Le tribunal de Koné a examiné, hier, la demande en référé de levée des barrages formulée par la société des mines Cap Bocage à l’encontre de l’association Mèè Rhaari. La décision sera rendue cet après-midi.
« Qu’est-ce qui empêche que les travaux commencent ? » Cette simple question du juge Rodriguez, hier, à l’issue du référé engagé par la société des mines de Cap Bocage contre l’association Mèè Rhaari , parle d’elle-même. Alors que la société minière demande la levée des barrages posés par l’association, le bras de fer qui oppose depuis quatre mois les deux protagonistes pourrait en effet tourner à l’avantage de Mèè Rhaari . Cependant, les débats qui se sont déroulés en fin de matinée, au tribunal de Koné, ont surtout mis en lumière la complexité de ce dossier. Dans ce jeu de poker menteur, les faits sont pourtant reconnus de part et d’autre. Personne ne nie en effet la coulée de boue qui s’est déversée de la mine Monéo sur le platier, le 2 janvier 2008. Personne ne conteste non plus la responsabilité de l’entreprise minière. Mais voilà, une fois qu’on a dit ça, on n’a pas dit grand-chose.

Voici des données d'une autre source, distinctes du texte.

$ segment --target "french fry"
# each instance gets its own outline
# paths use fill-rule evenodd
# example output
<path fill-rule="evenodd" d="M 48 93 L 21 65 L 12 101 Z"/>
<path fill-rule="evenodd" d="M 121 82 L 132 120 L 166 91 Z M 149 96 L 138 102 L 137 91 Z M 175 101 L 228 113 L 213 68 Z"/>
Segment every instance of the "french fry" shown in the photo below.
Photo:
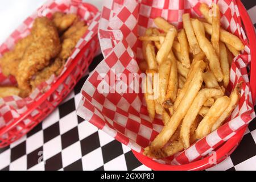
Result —
<path fill-rule="evenodd" d="M 154 154 L 162 148 L 172 137 L 182 119 L 189 109 L 191 104 L 203 84 L 203 70 L 196 71 L 181 102 L 167 125 L 148 147 L 151 153 Z"/>
<path fill-rule="evenodd" d="M 207 23 L 203 23 L 205 31 L 212 35 L 212 26 Z M 245 46 L 240 38 L 221 28 L 220 30 L 220 40 L 232 46 L 237 51 L 242 51 L 245 49 Z"/>
<path fill-rule="evenodd" d="M 208 7 L 208 5 L 207 4 L 203 3 L 201 4 L 199 10 L 200 10 L 201 13 L 204 15 L 205 19 L 209 23 L 211 23 L 212 22 L 212 15 L 210 14 L 210 9 Z"/>
<path fill-rule="evenodd" d="M 147 62 L 145 61 L 139 62 L 139 67 L 142 72 L 145 73 L 146 71 L 148 69 Z"/>
<path fill-rule="evenodd" d="M 226 108 L 226 109 L 222 113 L 221 116 L 218 119 L 212 128 L 212 131 L 217 130 L 224 122 L 224 121 L 227 119 L 229 115 L 230 115 L 233 110 L 236 108 L 238 103 L 239 100 L 240 99 L 240 91 L 241 91 L 241 84 L 238 84 L 234 90 L 231 93 L 230 96 L 230 102 Z"/>
<path fill-rule="evenodd" d="M 183 26 L 185 29 L 188 43 L 193 52 L 193 54 L 197 55 L 201 52 L 200 47 L 199 47 L 197 40 L 195 35 L 193 27 L 191 24 L 190 15 L 188 13 L 183 14 L 182 16 L 183 21 Z"/>
<path fill-rule="evenodd" d="M 179 62 L 177 62 L 179 63 Z M 178 65 L 178 64 L 177 64 Z M 180 102 L 183 99 L 183 97 L 185 96 L 185 93 L 188 90 L 188 87 L 189 86 L 189 84 L 191 82 L 192 80 L 195 76 L 195 75 L 196 74 L 196 71 L 197 71 L 199 69 L 202 72 L 204 71 L 205 69 L 206 64 L 203 61 L 196 61 L 195 63 L 195 65 L 192 68 L 191 67 L 191 69 L 192 69 L 191 71 L 191 72 L 190 73 L 189 75 L 187 77 L 187 81 L 185 82 L 185 84 L 183 86 L 183 88 L 182 89 L 180 90 L 180 92 L 178 92 L 178 94 L 177 96 L 177 98 L 175 100 L 175 102 L 174 104 L 174 110 L 176 110 L 177 108 L 178 107 L 179 105 L 180 105 Z M 179 69 L 178 69 L 179 72 Z"/>
<path fill-rule="evenodd" d="M 167 91 L 168 83 L 171 69 L 171 61 L 168 59 L 163 63 L 159 69 L 158 95 L 156 100 L 156 112 L 158 114 L 163 113 L 163 103 Z"/>
<path fill-rule="evenodd" d="M 228 52 L 226 51 L 226 46 L 225 46 L 225 44 L 223 43 L 220 43 L 220 61 L 223 72 L 223 84 L 225 88 L 227 88 L 229 84 L 229 75 L 230 75 Z"/>
<path fill-rule="evenodd" d="M 220 88 L 218 89 L 204 89 L 199 92 L 185 114 L 181 124 L 180 138 L 185 148 L 189 147 L 190 129 L 204 104 L 209 98 L 224 96 L 224 92 L 222 88 Z"/>
<path fill-rule="evenodd" d="M 168 55 L 172 49 L 174 38 L 176 36 L 177 30 L 176 28 L 171 28 L 167 32 L 164 41 L 156 54 L 156 62 L 158 65 L 161 65 L 163 61 L 166 60 Z"/>
<path fill-rule="evenodd" d="M 158 69 L 158 65 L 156 64 L 156 56 L 155 52 L 155 48 L 151 43 L 148 43 L 146 48 L 146 60 L 147 62 L 148 69 Z"/>
<path fill-rule="evenodd" d="M 145 89 L 145 93 L 144 94 L 144 98 L 145 98 L 146 104 L 147 105 L 147 109 L 148 112 L 148 115 L 150 119 L 152 121 L 155 118 L 155 105 L 153 100 L 154 93 L 152 86 L 152 80 L 149 80 L 147 78 L 146 81 L 144 82 L 144 89 Z"/>
<path fill-rule="evenodd" d="M 163 30 L 166 32 L 168 32 L 171 28 L 175 28 L 175 27 L 161 17 L 155 18 L 154 22 L 159 29 Z"/>
<path fill-rule="evenodd" d="M 218 82 L 221 82 L 223 80 L 223 73 L 220 67 L 220 61 L 210 42 L 204 36 L 205 33 L 204 31 L 202 30 L 202 23 L 197 19 L 194 19 L 192 23 L 199 46 L 210 61 L 209 65 L 210 69 Z"/>
<path fill-rule="evenodd" d="M 181 63 L 185 68 L 190 67 L 189 47 L 187 39 L 185 30 L 182 29 L 177 34 L 179 42 L 180 44 L 180 52 L 181 54 Z"/>
<path fill-rule="evenodd" d="M 229 49 L 229 50 L 233 53 L 233 55 L 236 57 L 240 54 L 238 51 L 236 49 L 236 48 L 228 43 L 226 43 L 226 47 Z"/>
<path fill-rule="evenodd" d="M 223 96 L 216 100 L 196 130 L 197 139 L 201 139 L 210 133 L 212 126 L 225 111 L 230 102 L 230 99 L 228 96 Z"/>
<path fill-rule="evenodd" d="M 212 9 L 214 11 L 213 16 L 212 16 L 212 31 L 214 32 L 212 35 L 212 46 L 216 52 L 217 55 L 220 56 L 220 9 L 218 5 L 215 3 L 212 4 Z"/>
<path fill-rule="evenodd" d="M 169 108 L 176 100 L 178 87 L 178 78 L 177 71 L 177 60 L 170 59 L 171 66 L 171 72 L 168 82 L 166 96 L 163 103 L 166 107 Z"/>
<path fill-rule="evenodd" d="M 212 72 L 205 72 L 203 74 L 204 82 L 207 88 L 217 88 L 220 86 L 216 78 Z"/>
<path fill-rule="evenodd" d="M 164 125 L 166 125 L 169 122 L 170 116 L 165 109 L 163 109 L 163 114 L 162 114 L 162 117 L 163 117 L 163 122 Z"/>
<path fill-rule="evenodd" d="M 0 86 L 0 98 L 12 96 L 19 96 L 20 90 L 15 86 Z"/>
<path fill-rule="evenodd" d="M 200 115 L 201 115 L 201 117 L 204 117 L 207 114 L 207 113 L 209 112 L 209 110 L 210 110 L 210 108 L 209 108 L 209 107 L 203 107 L 200 109 L 199 114 Z"/>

Quatre mois après les faits, les 21 000 tonnes de boue, ou du moins ce qu’il en reste, sont toujours sur le platier. Et les spécialistes parlent déjà, chiffres à l’appui, de véritable catastrophe écologique, à la fois pour le lagon, mais aussi pour sa faune et pour sa flore. Forte de ces constats, Maître Moresco, l’avocate de l’association, s’est employée à démontrer l’« absurdité » de la procédure entreprise par les établissements Ballande. Selon elle, ceux-ci « se moquent du monde et jouent la montre en espérant que la nature fasse son travail à leur place ». Toujours selon maître Moresco, l’entrepreneur ne poursuit qu’un seul et même but : « Faire en sorte de poursuivre son activité commerciale sans se soucier de ce littoral qu’on essaie de faire classer au patrimoine mondial. »
« L’association n’est pas seule à mener ce combat »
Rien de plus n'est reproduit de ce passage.